Investing from Japan for US citizens and US permanent residents

From Bogleheads
Jump to navigation Jump to search
Flag of Japan.svg.png Flag of the United States.svg.png This article contains details specific to United States (US) citizens and US permanent residents (green card holders) living in Japan.

If you live in Japan and you are a US citizen or US permanent resident (green card holder), there are some restrictions on what you will be able to do, and some special issues you should be aware of.

If you are a Japanese investor and not a US citizen or US permanent resident, see Investing from Japan instead.

Passive foreign investment companies (PFICs)

All Japan-domiciled mutual funds, ETFs and Real Estate Investment Trusts (J-REITs) are considered by the US to be a passive foreign investment company. The taxation on these by the US is extremely unfavorable. To avoid having to deal with PFIC issues, a US taxpayer would need to stick with US-registered funds and ETFs, and/or individual stocks and bonds.

Account access

The US taxpayer living in Japan has somewhat limited options for opening brokerage accounts (see below).

US-based brokerages

While most US based brokerages shut access to US persons living abroad due to FATCA compliance workload, Interactive Brokers (IB) welcomed this client base.[1] IB is also licensed in Japan and therefore can provide access to local and worldwide market for Japanese and non-Japanese persons.

Japan-based brokerages

Many brokerages and investment houses place restrictions on what kinds of accounts they allow US persons to open, or refuse to deal with US persons entirely. Fidelity Japan and Citibank Japan both refuse to allow US persons to open investment accounts entirely. Rakuten, SBI and Monex allow US persons to trade in Japanese stocks, but not in US-based ETFs. Nomura, SMBC Nikko and Daiwa allow US persons to open accounts, and also to trade in US-based ETFs.

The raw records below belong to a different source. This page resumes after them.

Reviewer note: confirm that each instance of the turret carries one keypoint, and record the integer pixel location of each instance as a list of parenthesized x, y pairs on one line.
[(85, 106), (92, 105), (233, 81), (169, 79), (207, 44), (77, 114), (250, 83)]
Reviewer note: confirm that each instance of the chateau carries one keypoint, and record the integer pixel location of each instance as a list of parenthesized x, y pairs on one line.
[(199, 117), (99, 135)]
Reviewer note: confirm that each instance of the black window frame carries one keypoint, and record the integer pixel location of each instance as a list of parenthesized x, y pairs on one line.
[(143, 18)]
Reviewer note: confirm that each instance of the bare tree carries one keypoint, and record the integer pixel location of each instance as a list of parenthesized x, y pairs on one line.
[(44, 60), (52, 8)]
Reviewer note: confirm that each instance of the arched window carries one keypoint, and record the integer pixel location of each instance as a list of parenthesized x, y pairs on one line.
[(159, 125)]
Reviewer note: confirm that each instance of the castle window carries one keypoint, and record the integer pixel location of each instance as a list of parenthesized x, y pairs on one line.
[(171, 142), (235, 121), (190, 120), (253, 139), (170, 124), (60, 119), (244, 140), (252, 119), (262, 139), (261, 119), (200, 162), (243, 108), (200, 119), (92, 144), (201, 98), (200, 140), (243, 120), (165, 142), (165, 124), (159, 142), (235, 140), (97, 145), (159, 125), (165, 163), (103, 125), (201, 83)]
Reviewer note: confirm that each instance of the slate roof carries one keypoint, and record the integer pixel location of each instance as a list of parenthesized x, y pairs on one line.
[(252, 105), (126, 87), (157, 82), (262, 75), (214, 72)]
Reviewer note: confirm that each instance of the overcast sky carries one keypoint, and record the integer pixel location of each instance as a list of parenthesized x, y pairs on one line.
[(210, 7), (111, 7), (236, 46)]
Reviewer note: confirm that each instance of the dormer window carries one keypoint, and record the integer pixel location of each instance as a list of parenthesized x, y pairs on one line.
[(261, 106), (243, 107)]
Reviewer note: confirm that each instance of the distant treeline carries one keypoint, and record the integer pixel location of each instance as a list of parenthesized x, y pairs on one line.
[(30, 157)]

In general, to determine whether a brokerage is willing to open an account for a US person, and if so, what kinds of restrictions it may place on a US person's activity, do a web search on the term "米国籍 site:????", where "米国籍" means "US citizenship" and "????" should be replaced with the brokerage's home page URL.

Nippon Individual Savings Accounts (NISA)

A NISA is a Japanese tax-exempt investment account. However, the US does not recognise it as US tax-exempt, and so will tax gains in it annually as if an unwrapped brokerage account. Along with the PFIC tax rules, this significantly limits the usefulness of NISA accounts for US citizens, and may render a Reserve NISA account entirely useless.

US-Domiciled ETFs trading on the Tokyo Stock Exchange

As of January 22, 2018, the only US-domiciled ETF trading on the Tokyo Stock Exchange is SPY (1557). This appears to be a direct cross-listing rather than a Japan Depositary Receipts (JDR).

SPY is a US-domiciled ETF. If a US-based investor has a W-9 on file with their brokerage, then no US withholding taxes should be withheld from dividends from this ETF (instead, dividends will be reported on that taxpayer's Schedule B). For a non-US taxpayer, the above funds will have 10% tax withheld from the dividends to be paid to the US, unless that taxpayer refuses to allow account details (account number and year of opening) to be reported by the JDR sponsor, in which case 30% tax will be withheld. (Japanese withholding tax, if held outside of a NISA, will be the same in all cases.)

Note that most discount brokers will not allow US persons to purchase JDRs. As of August 2015, it is known that SMBC Nikko will permit it, and it is presumed that Nomura, and perhaps Daiwa, will permit it. (Best to check to make sure.)

See also

References

  1. "Welcome US Expats". Interactive Brokers. Archived from the original on 2018-10-09. Retrieved January 2, 2017.